At the same time, Mrs Harper also released on open letter addressed to all emergency service workers in the country. In it she said it was her “strong belief that society must offer the greatest protection for those killed protecting it”, and that she did not believe current laws reflected that.

She wrote: “For too long have criminals been able to commit crime, cause harm and take the lives of the innocent. This needs to change and I need your support in order to do that.”

“To take a life should mean a life sentence in prison.That is what Harper’s Law will provide – an appropriate deterrent and a suitable punishment.

“Far too often our heroes are taken for granted, attacked and assaulted. And on rare occasion their lives are cruelly taken.

“My husband was one of these heroes, one of the protectors who gave everything to his job as a police officer. He was an impressive police officer and never did anything by halves.

“Yet it is now, after his life has been taken that he has been let down, let down by the very laws that he fought to implement every day that he proudly wore his uniform. He deserved so very much more than that.

“I want to change the way that our country views our emergency services workers. I want our government to offer them the most protection they can. Ultimately, I want to provide justice for those who will deserve it most of all.”

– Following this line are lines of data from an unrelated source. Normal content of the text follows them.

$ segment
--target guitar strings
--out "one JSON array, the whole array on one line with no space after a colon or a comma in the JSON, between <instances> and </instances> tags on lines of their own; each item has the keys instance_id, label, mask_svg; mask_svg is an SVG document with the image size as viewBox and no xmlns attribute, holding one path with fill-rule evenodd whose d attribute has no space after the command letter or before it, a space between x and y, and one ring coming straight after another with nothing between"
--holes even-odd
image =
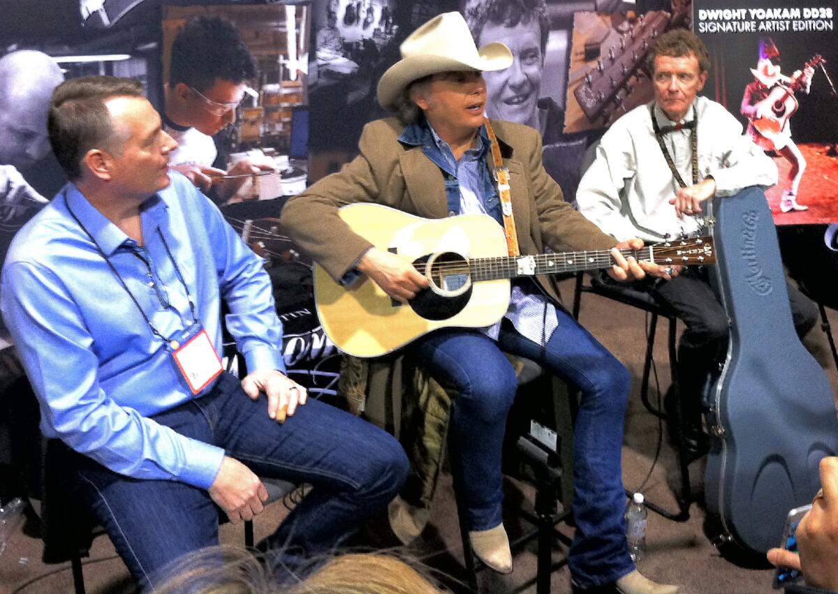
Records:
<instances>
[{"instance_id":1,"label":"guitar strings","mask_svg":"<svg viewBox=\"0 0 838 594\"><path fill-rule=\"evenodd\" d=\"M641 255L652 256L652 247L643 248L639 251L623 249L620 253L625 256L639 258ZM572 254L572 256L571 256ZM526 256L524 256L526 257ZM592 267L604 268L613 264L613 258L610 251L592 251L582 252L566 252L556 254L540 254L530 256L535 261L536 266L546 267L553 262L553 270L556 271L569 271L586 270ZM435 262L432 266L432 271L437 274L468 274L475 276L488 275L492 277L499 271L504 271L510 276L516 275L519 270L519 257L498 256L492 258L474 258L468 262ZM424 268L423 264L416 266L417 270Z\"/></svg>"},{"instance_id":2,"label":"guitar strings","mask_svg":"<svg viewBox=\"0 0 838 594\"><path fill-rule=\"evenodd\" d=\"M235 219L234 217L230 217L230 216L225 216L225 218L227 220L227 222L230 223L230 226L236 231L243 232L245 230L245 227L247 226L246 220L242 220L241 219ZM254 231L256 233L254 233ZM285 241L291 241L291 238L287 235L280 235L278 233L272 231L270 229L259 227L257 225L253 225L252 223L250 225L250 236L258 237L258 239L263 239L263 240L282 240Z\"/></svg>"}]
</instances>

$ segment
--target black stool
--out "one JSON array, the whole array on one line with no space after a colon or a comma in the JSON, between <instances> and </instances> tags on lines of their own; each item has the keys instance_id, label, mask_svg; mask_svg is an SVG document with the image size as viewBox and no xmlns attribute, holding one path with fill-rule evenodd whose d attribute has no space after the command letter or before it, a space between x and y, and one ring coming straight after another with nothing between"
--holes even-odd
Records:
<instances>
[{"instance_id":1,"label":"black stool","mask_svg":"<svg viewBox=\"0 0 838 594\"><path fill-rule=\"evenodd\" d=\"M524 416L525 421L531 421L536 425L525 422L524 425L527 426L524 426L516 422L514 418L515 411L510 413L510 417L513 418L508 424L507 431L514 434L514 449L519 462L531 471L532 483L535 488L535 500L532 512L525 509L516 510L520 517L532 524L533 529L511 540L510 546L514 551L532 539L537 539L535 577L521 587L526 587L535 582L537 594L549 594L553 570L566 562L562 560L557 565L553 564L553 545L556 540L561 541L566 546L570 546L571 543L571 540L556 530L556 526L561 522L568 520L572 515L572 419L575 418L576 406L575 399L571 397L564 382L550 374L541 373L541 368L535 363L523 360L525 370L519 375L519 381L522 382L519 387L519 395L522 395L520 394L522 391L542 393L547 391L552 394L553 398L538 399L545 405L542 410L530 411L530 414ZM534 375L535 379L530 379ZM536 401L536 399L527 398L525 395L516 398L516 402L527 400ZM456 402L453 405L457 405ZM449 452L451 447L449 442ZM471 548L467 506L461 495L463 489L456 457L450 457L449 460L468 585L477 591L476 571L484 566ZM566 479L563 480L565 478ZM557 505L560 501L562 504L561 512Z\"/></svg>"}]
</instances>

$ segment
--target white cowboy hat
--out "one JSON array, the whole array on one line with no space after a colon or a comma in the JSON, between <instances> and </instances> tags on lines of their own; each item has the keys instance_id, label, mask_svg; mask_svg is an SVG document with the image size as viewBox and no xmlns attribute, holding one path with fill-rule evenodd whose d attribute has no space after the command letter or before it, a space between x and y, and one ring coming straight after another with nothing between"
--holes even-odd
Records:
<instances>
[{"instance_id":1,"label":"white cowboy hat","mask_svg":"<svg viewBox=\"0 0 838 594\"><path fill-rule=\"evenodd\" d=\"M401 59L378 82L378 102L395 111L401 90L414 80L451 70L502 70L512 64L512 52L499 42L474 44L459 13L443 13L411 33L399 47Z\"/></svg>"},{"instance_id":2,"label":"white cowboy hat","mask_svg":"<svg viewBox=\"0 0 838 594\"><path fill-rule=\"evenodd\" d=\"M775 66L768 58L757 62L757 69L751 69L751 74L765 86L773 86L780 80L780 67Z\"/></svg>"}]
</instances>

She added: “To take the life of an emergency services worker should mean facing a life sentence in prison. Let’s give our protectors the ultimate protection. Let’s show the criminals and killers of this world that they cannot cause our heroes to fall without paying the price, we will not let this stand any longer.”

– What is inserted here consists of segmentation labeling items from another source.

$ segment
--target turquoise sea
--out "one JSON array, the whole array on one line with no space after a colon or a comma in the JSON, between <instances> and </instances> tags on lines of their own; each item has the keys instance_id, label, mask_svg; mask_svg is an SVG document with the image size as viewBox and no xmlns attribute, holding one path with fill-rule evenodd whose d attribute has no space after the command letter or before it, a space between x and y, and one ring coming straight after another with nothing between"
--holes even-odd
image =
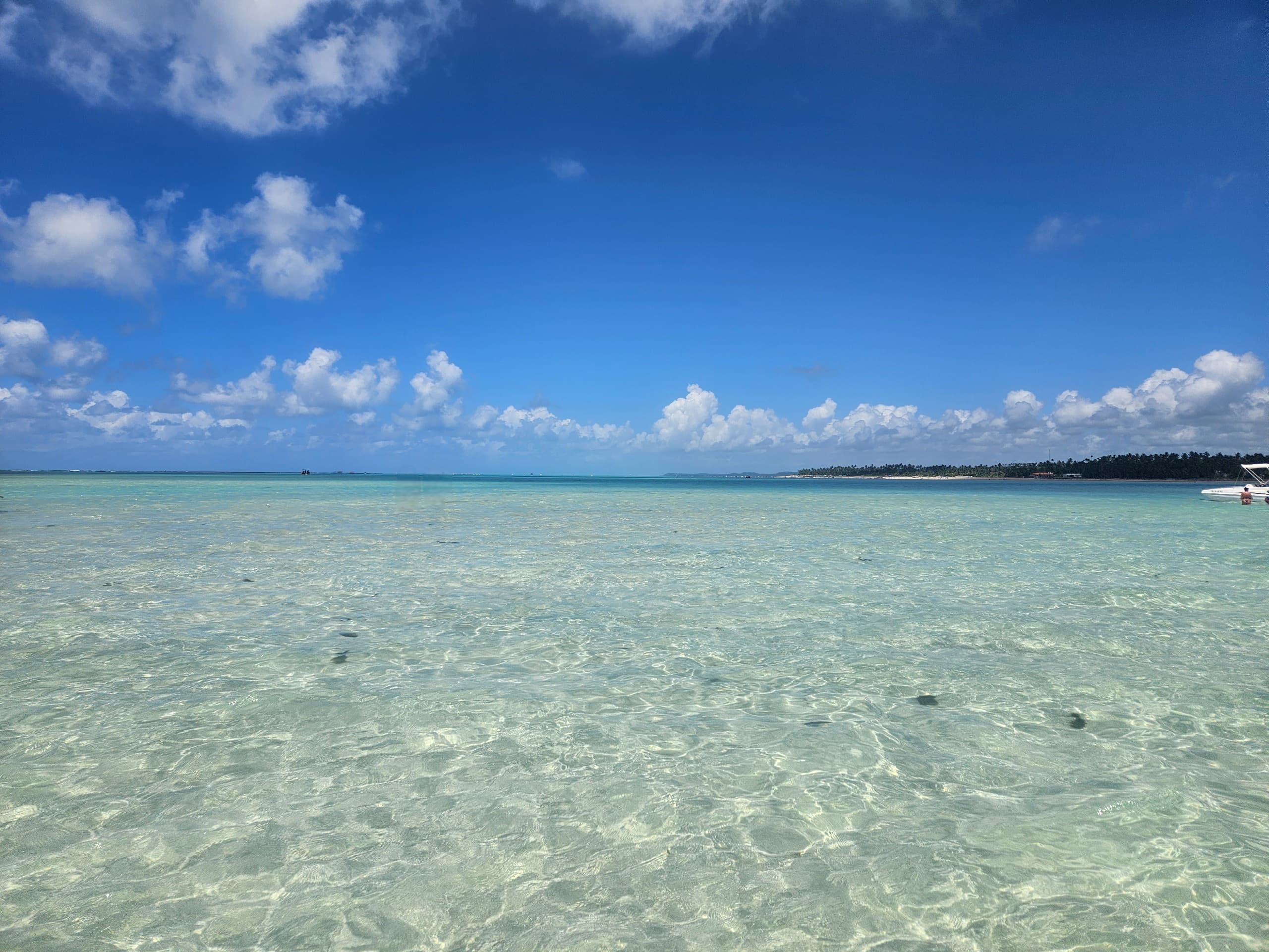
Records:
<instances>
[{"instance_id":1,"label":"turquoise sea","mask_svg":"<svg viewBox=\"0 0 1269 952\"><path fill-rule=\"evenodd\" d=\"M1264 949L1198 489L0 476L0 949Z\"/></svg>"}]
</instances>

Two of PC Harper’s killers, 18-year-olds Albert Bowers and Jessie Cole, last week lodged applications with the Court of Appeal seeking permission to challenge their convictions and their 13-year jail sentences.

They were jailed alongside driver Henry Long, 19, who was handed a 16-year sentence.

All three were acquitted of murder during a trial at the Old Bailey but were sentenced for the lesser charge of manslaughter after PC Harper got caught in a crane strap attached to the back of a car driven by Long, and was dragged to his death along dark country lanes last August.

Those sentences have also been referred to the Court of Appeal by Attorney General Suella Braverman for judges to decide whether they were too lenient.

More than 450,000 people have signed a petition backing Harper’s Law.